Services giving 502 errors and slow responses globally

Incident Report for LiftIgniter

Resolved

We have verified that things are working normally, and also updated our internal documentation to streamline the recovery process if a similar issue occurs in the future. We are marking the issue as resolved.

Posted Jul 17, 2018 - 22:10 UTC

Monitoring

We have verified that services are working fine now; a few users with cached DNS may continue to see issues till 22:00 UTC on July 17, but everything should be fine after that.

Some complications arose because of edge cases in the fallback methods we used and the manual switching around of routes, which led to additional issues, but we have resolved everything.
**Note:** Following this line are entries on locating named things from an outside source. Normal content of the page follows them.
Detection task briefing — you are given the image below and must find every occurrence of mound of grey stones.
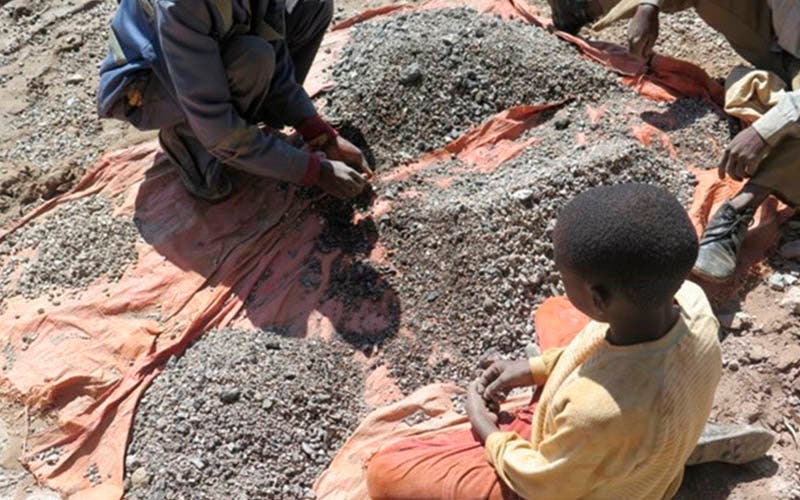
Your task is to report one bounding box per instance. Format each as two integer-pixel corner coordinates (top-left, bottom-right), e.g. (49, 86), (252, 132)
(125, 330), (363, 499)
(0, 195), (139, 301)
(326, 9), (615, 164)
(380, 125), (693, 391)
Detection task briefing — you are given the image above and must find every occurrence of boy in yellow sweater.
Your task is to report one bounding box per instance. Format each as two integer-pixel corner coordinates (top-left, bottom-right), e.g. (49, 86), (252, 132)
(367, 184), (772, 500)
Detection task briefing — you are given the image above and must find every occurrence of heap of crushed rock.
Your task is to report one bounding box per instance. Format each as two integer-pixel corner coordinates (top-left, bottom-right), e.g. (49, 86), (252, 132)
(125, 329), (363, 499)
(0, 195), (139, 302)
(326, 9), (616, 164)
(380, 132), (692, 391)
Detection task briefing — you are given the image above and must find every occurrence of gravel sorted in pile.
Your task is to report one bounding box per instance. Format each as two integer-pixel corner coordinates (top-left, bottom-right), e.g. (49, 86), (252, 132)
(125, 330), (363, 499)
(0, 196), (139, 300)
(326, 9), (616, 164)
(372, 124), (693, 391)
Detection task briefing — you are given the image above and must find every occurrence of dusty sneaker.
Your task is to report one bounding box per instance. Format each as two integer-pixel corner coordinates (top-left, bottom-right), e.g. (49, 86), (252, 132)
(686, 422), (775, 465)
(692, 202), (755, 281)
(158, 125), (233, 203)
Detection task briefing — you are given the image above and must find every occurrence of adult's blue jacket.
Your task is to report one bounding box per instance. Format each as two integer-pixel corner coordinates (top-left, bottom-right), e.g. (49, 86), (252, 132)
(98, 0), (316, 183)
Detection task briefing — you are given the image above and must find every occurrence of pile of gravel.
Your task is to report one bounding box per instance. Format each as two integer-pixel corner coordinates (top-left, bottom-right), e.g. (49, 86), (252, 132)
(372, 118), (693, 391)
(326, 9), (615, 164)
(0, 195), (139, 302)
(125, 330), (363, 499)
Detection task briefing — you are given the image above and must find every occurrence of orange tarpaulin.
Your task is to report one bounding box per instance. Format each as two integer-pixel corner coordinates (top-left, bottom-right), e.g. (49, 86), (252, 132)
(0, 0), (786, 500)
(314, 297), (589, 500)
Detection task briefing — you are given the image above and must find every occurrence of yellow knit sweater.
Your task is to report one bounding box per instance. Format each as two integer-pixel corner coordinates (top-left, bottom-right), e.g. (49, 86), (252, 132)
(486, 282), (722, 500)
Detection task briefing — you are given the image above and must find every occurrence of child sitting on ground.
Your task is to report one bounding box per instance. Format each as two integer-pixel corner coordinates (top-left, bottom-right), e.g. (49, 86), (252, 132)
(367, 184), (771, 500)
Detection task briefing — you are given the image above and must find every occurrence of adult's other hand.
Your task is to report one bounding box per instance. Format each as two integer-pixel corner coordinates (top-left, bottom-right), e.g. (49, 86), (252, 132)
(628, 4), (658, 59)
(322, 135), (372, 178)
(317, 159), (367, 200)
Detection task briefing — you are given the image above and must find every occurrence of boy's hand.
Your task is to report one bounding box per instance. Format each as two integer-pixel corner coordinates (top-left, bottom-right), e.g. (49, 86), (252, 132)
(467, 380), (500, 442)
(317, 160), (367, 200)
(322, 135), (373, 179)
(718, 127), (769, 181)
(628, 4), (658, 59)
(477, 359), (533, 404)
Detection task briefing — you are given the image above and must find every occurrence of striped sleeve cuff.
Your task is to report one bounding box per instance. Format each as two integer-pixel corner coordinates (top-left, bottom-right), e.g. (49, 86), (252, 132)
(528, 356), (548, 386)
(300, 154), (322, 186)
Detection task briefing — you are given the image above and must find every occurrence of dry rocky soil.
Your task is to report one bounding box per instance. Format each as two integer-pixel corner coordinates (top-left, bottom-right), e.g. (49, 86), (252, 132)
(0, 0), (800, 499)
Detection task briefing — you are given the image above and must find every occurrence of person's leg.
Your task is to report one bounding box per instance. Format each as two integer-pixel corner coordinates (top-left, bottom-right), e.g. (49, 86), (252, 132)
(286, 0), (333, 85)
(694, 139), (800, 281)
(159, 36), (275, 202)
(222, 35), (275, 123)
(367, 406), (533, 500)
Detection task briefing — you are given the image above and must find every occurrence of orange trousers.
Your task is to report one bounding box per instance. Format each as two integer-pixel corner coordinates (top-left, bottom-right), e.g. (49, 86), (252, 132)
(367, 298), (588, 500)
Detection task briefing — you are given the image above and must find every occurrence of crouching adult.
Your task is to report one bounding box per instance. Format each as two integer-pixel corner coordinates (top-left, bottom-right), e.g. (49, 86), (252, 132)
(98, 0), (371, 202)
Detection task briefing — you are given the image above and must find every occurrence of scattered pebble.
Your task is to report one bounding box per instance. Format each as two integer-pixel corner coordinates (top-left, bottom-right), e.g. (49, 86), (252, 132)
(0, 195), (139, 302)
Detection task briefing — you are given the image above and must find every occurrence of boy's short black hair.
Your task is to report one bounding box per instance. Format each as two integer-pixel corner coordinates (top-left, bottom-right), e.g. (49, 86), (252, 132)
(553, 184), (698, 306)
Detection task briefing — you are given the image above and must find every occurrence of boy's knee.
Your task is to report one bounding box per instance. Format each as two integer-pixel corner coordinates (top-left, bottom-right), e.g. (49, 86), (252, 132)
(367, 452), (394, 500)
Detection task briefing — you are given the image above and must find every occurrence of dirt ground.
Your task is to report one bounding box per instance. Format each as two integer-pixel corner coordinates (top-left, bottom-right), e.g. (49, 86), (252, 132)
(0, 0), (800, 499)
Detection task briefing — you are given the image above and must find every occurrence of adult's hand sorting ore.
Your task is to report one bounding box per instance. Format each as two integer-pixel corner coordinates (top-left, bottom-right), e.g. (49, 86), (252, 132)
(317, 159), (367, 200)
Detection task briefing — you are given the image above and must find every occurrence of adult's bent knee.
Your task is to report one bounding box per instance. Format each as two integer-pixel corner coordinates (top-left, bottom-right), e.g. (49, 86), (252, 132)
(222, 35), (275, 117)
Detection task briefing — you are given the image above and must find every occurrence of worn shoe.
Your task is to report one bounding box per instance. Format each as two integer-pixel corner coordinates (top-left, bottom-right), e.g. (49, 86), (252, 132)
(158, 125), (233, 203)
(692, 202), (755, 281)
(686, 422), (775, 465)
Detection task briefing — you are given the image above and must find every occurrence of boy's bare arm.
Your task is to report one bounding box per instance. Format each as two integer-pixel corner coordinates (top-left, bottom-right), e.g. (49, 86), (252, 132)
(467, 380), (500, 443)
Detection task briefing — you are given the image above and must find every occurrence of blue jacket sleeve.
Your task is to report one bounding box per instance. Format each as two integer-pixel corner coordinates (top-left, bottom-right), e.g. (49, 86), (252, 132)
(267, 40), (317, 127)
(155, 0), (314, 184)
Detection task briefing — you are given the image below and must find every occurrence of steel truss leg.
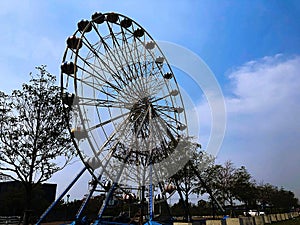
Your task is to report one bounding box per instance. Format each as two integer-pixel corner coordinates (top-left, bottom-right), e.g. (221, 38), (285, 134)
(36, 167), (87, 225)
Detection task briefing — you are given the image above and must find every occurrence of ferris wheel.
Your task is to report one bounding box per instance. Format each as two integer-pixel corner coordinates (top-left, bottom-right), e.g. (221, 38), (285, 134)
(61, 12), (188, 224)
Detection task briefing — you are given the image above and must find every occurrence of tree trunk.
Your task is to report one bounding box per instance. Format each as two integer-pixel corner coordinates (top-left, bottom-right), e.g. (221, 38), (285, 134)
(185, 191), (191, 222)
(23, 185), (32, 225)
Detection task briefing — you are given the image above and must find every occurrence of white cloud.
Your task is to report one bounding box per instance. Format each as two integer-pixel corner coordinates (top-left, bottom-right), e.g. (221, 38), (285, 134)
(219, 55), (300, 196)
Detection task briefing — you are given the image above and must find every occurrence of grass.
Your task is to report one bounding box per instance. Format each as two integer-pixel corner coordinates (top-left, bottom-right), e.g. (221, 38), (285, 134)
(271, 217), (300, 225)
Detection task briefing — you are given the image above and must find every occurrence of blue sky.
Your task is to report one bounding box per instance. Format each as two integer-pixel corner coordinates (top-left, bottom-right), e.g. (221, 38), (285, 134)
(0, 0), (300, 200)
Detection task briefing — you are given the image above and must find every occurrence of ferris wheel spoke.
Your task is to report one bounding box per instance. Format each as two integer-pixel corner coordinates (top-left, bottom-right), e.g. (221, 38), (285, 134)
(82, 36), (123, 87)
(87, 112), (130, 131)
(121, 27), (138, 75)
(88, 24), (134, 87)
(72, 50), (120, 91)
(78, 97), (126, 108)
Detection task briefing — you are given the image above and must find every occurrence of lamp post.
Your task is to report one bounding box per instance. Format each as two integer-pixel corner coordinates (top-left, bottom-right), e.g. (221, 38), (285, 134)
(65, 194), (70, 221)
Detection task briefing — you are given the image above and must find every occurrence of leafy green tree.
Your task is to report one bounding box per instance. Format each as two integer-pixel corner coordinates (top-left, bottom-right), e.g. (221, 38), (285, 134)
(0, 66), (74, 224)
(172, 141), (214, 220)
(232, 166), (258, 210)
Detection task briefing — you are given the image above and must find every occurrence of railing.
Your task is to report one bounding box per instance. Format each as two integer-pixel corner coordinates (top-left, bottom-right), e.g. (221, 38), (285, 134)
(0, 216), (21, 225)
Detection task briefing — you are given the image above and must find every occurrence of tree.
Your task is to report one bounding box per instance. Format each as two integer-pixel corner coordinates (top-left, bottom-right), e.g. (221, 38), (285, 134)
(172, 140), (214, 220)
(0, 66), (75, 224)
(232, 166), (258, 210)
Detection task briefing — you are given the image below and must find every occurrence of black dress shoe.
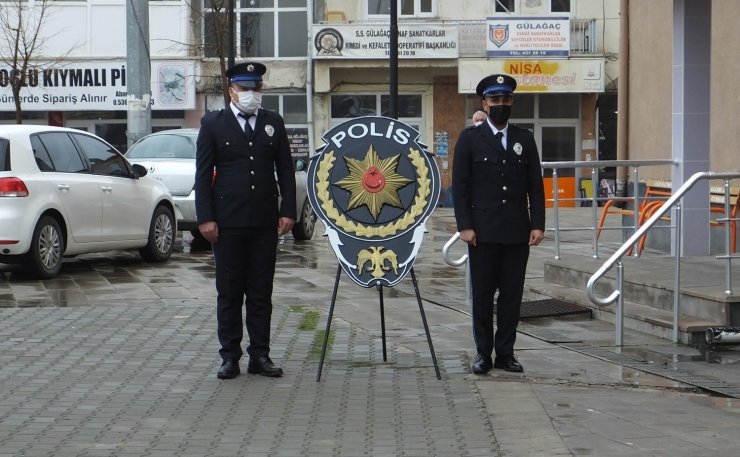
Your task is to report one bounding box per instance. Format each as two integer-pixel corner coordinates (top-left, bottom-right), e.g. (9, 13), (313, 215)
(473, 354), (493, 374)
(216, 359), (239, 379)
(493, 354), (524, 373)
(247, 355), (283, 378)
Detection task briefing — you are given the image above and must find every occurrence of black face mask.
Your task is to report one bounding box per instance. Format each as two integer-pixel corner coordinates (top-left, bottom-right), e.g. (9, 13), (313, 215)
(488, 105), (511, 125)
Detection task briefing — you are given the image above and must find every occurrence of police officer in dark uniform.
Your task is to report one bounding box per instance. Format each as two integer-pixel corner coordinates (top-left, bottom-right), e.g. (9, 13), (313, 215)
(452, 74), (545, 374)
(195, 62), (296, 379)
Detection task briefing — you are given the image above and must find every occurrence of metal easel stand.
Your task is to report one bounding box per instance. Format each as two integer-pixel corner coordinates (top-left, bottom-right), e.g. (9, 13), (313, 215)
(316, 265), (442, 382)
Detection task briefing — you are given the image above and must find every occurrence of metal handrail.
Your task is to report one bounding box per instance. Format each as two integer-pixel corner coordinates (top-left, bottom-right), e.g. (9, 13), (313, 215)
(542, 159), (678, 259)
(586, 171), (740, 346)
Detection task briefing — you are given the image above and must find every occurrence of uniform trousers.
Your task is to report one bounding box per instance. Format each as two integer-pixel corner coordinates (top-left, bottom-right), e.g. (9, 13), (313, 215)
(213, 227), (278, 360)
(468, 243), (529, 357)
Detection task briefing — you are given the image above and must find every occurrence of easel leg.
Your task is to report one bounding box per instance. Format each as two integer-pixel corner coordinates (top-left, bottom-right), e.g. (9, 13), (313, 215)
(376, 284), (388, 362)
(411, 267), (442, 379)
(316, 265), (342, 382)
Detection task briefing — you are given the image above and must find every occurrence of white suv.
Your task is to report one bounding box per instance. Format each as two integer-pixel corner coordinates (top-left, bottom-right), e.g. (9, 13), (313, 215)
(0, 125), (177, 278)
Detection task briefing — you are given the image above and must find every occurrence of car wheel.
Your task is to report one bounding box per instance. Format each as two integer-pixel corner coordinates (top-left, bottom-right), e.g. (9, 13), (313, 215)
(139, 206), (176, 262)
(293, 199), (316, 240)
(23, 216), (64, 279)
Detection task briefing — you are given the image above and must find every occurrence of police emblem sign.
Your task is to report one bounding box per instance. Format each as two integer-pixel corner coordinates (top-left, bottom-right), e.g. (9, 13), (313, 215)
(308, 116), (440, 287)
We'll be assembling internal documentation on the route switching and recovery process to avoid the complications and to have a speedier response in the future.

Posted Jul 17, 2018 - 21:25 UTC

Update

After Google reported having resolved their problem at https://status.cloud.google.com/incident/cloud-networking/18012 we switched back to the Google Cloud public load balancer, We are seeing better performance in most regions, but continuing to see some issues in Australia. We are investigating the issues.

Posted Jul 17, 2018 - 20:58 UTC

Update

We have noticed a resurgence of high client timeout rates in Europe, but everything seems normal elsewhere. We are continuing to investigate.

Posted Jul 17, 2018 - 20:20 UTC

Update

Here are some more details on the problem and the fixes we are making.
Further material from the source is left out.